India's Modi heads for landslide win, bolsters PM prospects

AHMEDABAD: The controversial Hindu nationalist Narendra Modi headed for a landslide election win in the Indian state of Gujarat on Thursday, firming up his chances of running for prime minister in 2014.

Modi, a charismatic but divisive figure, was set to be re-elected as chief minister of Gujarat, sealing his status as the most high-profile leader of the right-wing Bharatiya Janata Party (BJP) ahead of national polls in early 2014.

Supporters of the BJP, which is the main opposition party in the national parliament, chanted and waved flags in delight as official counting put the party ahead in 118 seats with the rival Congress party leading in just 59.

While the victory was expected, Modi's popularity on the national stage remains uncertain with his reputation tarnished by allegations over links to deadly Hindu-Muslim riots in his home state in 2002.

Gujarat, which has a population of 60 million people, is one of India's fastest-growing and most pro-business states but it was badly scarred by the riots in which 2,000 people, mostly Muslims, were killed.

“Modi has proven that he has the ability to showcase himself as a prime ministerial candidate,” Sebastian Morris, an economics professor at the Indian Institute of Management in Ahmedabad, Gujarat's main city, told AFP. “Congress will have to work hard to check his increasing clout.”

Though he has never openly declared his ambition to be prime minister, Modi is seen as angling to lead the BJP into the 2014 national elections – with the ruling Congress party weakened by slowing growth and corruption scandals.

But many in the BJP itself are wary of Modi, fearing that he remains a hate figure for Muslims and secularists following the 2002 riots, some of the worst unrest in post-independence India.

Modi, who has been chief minister since 2001 and is seeking a fourth term, is blamed by some rights groups for turning a blind eye as mobs went on an orgy of violence with victims set alight or hacked to death in the streets.

“Big success in one state does not mean that the party is ready to put Modi centre stage,” Pralay Kanungo, of the Centre for Political Studies at Jawaharlal Nehru University in Delhi, told AFP. “The big challenge for him is appease his party and potential allies.

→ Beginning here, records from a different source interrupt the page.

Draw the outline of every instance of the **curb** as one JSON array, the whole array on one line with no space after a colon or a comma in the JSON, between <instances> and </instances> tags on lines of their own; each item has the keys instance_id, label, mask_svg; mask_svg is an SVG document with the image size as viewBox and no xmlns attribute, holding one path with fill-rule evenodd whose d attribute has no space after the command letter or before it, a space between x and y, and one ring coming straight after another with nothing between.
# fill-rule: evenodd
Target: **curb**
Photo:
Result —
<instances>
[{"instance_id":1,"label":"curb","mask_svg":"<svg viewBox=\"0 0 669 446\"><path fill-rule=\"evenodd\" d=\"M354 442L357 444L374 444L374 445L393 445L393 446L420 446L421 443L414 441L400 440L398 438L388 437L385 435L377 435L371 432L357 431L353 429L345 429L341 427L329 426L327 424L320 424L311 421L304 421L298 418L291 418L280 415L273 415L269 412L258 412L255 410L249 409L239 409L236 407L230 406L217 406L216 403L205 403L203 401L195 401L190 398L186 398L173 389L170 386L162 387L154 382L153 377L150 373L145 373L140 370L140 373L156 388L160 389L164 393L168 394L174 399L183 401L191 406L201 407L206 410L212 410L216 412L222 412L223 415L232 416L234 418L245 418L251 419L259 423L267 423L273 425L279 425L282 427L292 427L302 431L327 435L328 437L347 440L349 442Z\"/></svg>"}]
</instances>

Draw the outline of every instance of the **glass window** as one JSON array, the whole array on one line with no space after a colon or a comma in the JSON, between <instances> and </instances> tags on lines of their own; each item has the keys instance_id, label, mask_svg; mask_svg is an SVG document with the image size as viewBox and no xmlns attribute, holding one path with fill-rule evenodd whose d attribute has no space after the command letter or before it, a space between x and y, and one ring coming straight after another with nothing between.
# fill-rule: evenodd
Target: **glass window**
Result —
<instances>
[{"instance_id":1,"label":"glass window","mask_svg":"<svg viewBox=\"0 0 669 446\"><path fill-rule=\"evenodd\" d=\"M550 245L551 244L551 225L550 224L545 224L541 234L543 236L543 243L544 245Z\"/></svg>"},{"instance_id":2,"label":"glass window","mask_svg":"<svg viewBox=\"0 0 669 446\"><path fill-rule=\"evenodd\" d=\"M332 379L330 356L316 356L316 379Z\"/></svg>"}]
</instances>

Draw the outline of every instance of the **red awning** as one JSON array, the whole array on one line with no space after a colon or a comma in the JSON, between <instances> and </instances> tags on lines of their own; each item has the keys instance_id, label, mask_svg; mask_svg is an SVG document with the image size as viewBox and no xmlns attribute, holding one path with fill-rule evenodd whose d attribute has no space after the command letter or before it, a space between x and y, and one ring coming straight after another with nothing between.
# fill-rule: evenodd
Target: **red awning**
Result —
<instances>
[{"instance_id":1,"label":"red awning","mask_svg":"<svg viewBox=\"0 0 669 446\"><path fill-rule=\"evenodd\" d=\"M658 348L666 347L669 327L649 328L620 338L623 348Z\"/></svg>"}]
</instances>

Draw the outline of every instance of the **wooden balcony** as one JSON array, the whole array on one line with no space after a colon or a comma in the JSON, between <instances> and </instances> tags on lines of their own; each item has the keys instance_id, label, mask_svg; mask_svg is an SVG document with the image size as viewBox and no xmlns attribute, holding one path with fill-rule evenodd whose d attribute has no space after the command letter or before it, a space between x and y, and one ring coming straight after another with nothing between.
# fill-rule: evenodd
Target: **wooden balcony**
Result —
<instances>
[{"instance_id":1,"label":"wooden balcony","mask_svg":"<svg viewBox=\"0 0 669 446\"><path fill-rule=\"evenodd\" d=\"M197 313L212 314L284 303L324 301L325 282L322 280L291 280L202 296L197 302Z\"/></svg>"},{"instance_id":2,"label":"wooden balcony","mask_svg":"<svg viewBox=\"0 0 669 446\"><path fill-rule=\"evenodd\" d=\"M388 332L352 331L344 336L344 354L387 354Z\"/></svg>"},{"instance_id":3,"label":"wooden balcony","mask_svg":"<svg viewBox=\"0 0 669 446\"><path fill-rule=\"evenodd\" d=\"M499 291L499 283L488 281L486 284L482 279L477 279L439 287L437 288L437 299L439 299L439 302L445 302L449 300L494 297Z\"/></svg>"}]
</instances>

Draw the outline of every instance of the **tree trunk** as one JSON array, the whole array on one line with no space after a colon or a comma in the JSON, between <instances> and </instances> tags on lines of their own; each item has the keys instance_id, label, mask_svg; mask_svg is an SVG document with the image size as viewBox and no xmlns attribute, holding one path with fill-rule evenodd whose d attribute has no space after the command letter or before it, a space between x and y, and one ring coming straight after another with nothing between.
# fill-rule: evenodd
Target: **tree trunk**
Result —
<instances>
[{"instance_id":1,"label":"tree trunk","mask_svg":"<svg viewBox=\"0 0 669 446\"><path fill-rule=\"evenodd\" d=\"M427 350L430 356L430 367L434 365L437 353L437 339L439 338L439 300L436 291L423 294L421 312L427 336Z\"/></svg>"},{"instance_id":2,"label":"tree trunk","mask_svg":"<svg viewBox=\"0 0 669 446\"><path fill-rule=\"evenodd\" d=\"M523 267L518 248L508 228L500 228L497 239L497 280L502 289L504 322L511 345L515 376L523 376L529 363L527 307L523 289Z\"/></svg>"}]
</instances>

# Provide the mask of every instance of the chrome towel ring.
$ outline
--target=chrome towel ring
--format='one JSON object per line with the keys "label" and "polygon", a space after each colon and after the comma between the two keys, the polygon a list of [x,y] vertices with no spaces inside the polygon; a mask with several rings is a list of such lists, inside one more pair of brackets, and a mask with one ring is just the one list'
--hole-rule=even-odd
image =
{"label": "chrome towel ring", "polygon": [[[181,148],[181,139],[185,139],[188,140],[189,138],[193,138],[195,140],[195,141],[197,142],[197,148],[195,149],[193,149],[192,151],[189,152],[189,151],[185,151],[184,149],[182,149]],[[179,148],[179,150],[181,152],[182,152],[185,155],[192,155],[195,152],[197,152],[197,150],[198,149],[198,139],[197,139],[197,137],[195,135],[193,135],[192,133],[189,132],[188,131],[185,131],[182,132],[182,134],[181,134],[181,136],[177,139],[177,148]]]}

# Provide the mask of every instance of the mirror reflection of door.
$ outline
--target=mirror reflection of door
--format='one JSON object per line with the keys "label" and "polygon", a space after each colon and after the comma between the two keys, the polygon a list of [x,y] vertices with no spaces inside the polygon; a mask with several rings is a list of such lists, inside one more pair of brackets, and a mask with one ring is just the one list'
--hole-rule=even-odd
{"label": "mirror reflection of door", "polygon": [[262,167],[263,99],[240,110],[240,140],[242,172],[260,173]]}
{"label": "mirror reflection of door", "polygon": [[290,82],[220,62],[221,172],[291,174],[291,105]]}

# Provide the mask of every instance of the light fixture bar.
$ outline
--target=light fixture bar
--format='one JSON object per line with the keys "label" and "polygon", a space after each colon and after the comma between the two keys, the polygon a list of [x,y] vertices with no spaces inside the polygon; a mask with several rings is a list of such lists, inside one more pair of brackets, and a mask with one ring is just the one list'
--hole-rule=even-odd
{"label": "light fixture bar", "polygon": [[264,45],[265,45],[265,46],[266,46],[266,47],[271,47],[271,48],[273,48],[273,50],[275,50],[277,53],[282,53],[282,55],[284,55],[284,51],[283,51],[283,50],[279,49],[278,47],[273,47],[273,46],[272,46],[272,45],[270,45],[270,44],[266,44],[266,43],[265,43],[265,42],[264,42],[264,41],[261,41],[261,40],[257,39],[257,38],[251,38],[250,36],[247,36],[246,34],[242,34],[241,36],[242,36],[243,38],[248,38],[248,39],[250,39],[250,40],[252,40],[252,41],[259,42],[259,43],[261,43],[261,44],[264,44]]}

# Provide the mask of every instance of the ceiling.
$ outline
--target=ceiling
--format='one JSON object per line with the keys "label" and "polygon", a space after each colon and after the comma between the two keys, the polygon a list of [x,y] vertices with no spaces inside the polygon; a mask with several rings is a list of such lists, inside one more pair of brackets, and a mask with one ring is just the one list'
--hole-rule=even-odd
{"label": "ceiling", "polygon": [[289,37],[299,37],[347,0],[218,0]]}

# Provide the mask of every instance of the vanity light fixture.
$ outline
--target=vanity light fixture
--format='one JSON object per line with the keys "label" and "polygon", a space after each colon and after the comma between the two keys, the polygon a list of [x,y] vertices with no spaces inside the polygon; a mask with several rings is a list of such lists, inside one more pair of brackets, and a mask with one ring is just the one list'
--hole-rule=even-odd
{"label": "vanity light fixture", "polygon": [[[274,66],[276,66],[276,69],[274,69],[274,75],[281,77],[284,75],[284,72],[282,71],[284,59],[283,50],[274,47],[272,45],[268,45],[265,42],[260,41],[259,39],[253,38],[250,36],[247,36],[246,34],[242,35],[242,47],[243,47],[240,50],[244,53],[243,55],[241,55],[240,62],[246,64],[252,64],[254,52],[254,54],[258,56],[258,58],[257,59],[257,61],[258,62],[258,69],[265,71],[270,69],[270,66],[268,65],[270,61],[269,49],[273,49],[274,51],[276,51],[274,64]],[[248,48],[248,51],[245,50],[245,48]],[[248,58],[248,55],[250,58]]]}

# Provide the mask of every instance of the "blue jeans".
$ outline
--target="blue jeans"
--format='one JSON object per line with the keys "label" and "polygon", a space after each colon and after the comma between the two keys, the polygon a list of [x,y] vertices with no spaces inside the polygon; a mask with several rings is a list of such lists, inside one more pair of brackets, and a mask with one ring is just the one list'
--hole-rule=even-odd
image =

He will have to fine-tune his political skills to be the BJP candidate in 2014.”

Modi campaigned in the state polls on a platform of economic expansion and investment, gathering votes from a broad range of farmers, small businesses and young people attracted by his strong personal style, analysts said.

Modi, who denies any wrongdoing over the 2002 unrest but is still denied a US visa since the attacks, avoided Hindu nationalist themes on the campaign trail.

Congress received some good news in the Himachal Pradesh state which also went to polls, where it was forecast to throw out the BJP.